Screening could spare these women unnecessary treatment, researchers say
THURSDAY, Jan. 21, 2016 (HealthDay News) — For a small number of women with a rare form of infertility, mutations in a particular gene may be the cause, according to a study published in the Jan. 21 issue of the New England Journal of Medicine.
Lei Wang, Ph.D., an associate professor at Fudan University in Shanghai, and colleagues looked at 24 families in which women had sought infertility treatment. All were found to have oocytes that stopped maturing at meiosis I. According to the experimental data, in seven of the 24 families, affected women carried mutations in the TUBB8 gene, which regulates a protein that appears essential for normal oocyte development.

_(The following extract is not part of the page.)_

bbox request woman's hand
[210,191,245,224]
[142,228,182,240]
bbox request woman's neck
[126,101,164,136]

Wang told HealthDay that the mutations were inherited from the father in five of the families, and arose spontaneously in the other two. Once they identified the gene, the researchers used experiments with oocytes — from mice and humans — to prove that the TUBB8 mutations do halt oocyte maturation.
“The practical implication of our discovery is that it will now be possible to screen women who seek [infertility] treatment using a simple DNA-based test,” Wang said. If they carry any of the implicated TUBB8 mutations, he said, “they can spare themselves the expense and discomfort associated with an in vitro fertilization procedure that has little or no chance of success.”